Y aquel apóstol que me había hablado de las marcas de moda, estaba tirado en el suelo, lleno
del poder de Dios. Cuando terminé de predicar, tomó con ambas manos mi cara y me dijo: «Yo
quiero lo que tú tienes». Mirándolo de pies a cabeza, le contesté: «¡Tú no tienes las marcas!
Las marcas de un hombre de Dios son la humildad, la santidad, el dominio propio, el temor
de Dios y la mansedumbre. Estas son las marcas de un hombre de Dios. Estas son las marcas
del Reino».

Hoy en día, aquel hombre que me enseñó acerca de las marcas y del protocolo, es un muy
buen amigo. Él me enseñó sobre sus marcas, y yo le enseñé sobre las mías. Debes de aprender
a caminar con quién un día te lastimó, y debes saber que Dios nos utiliza para que aprendamos
los unos de los otros. No le cierres la puerta a nadie. Permite que Dios te enseñe a través de
alguien, y que te utilice para enseñarle a otros.

Entonces aprovecho a preguntarte: «¿Tú tienes las marcas? ¿Cuáles son las marcas que
portas? ¿Te llena más lo que llevas por fuera o lo que llevas por dentro?». Las marcas y
etiquetas de un hombre de Dios son el sello del Espíritu Santo que traemos en nuestra alma.
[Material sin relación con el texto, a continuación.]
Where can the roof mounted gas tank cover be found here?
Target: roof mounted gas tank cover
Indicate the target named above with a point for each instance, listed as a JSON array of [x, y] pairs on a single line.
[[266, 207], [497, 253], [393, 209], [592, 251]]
Palabra declarada para tu vida «Declaro esta palabra sobre tu vida: Serás conocido por las
marcas de Cristo. Todo aquel que te mire, percibirá el sello del Espíritu Santo en ti. Más que un
reloj, un zapato, una prenda fina, llevarás el brillo del Espíritu Santo. Esta será tu mejor
vestimenta. Aquellos que te miren percibirán que la presencia de Dios está sobre tu vida. El
ayuno, la oración, la lectura de la Palabra, y todo lo que haces para Dios será mucho más visto
que lo que llevas en tu cuerpo. Eres sellado, marcado por la presencia poderosa del Espíritu
Santo. Jamás te olvides que tu marca no es la que se puede ver con los ojos, sino la que se
puede sentir a través del espíritu. Amén.»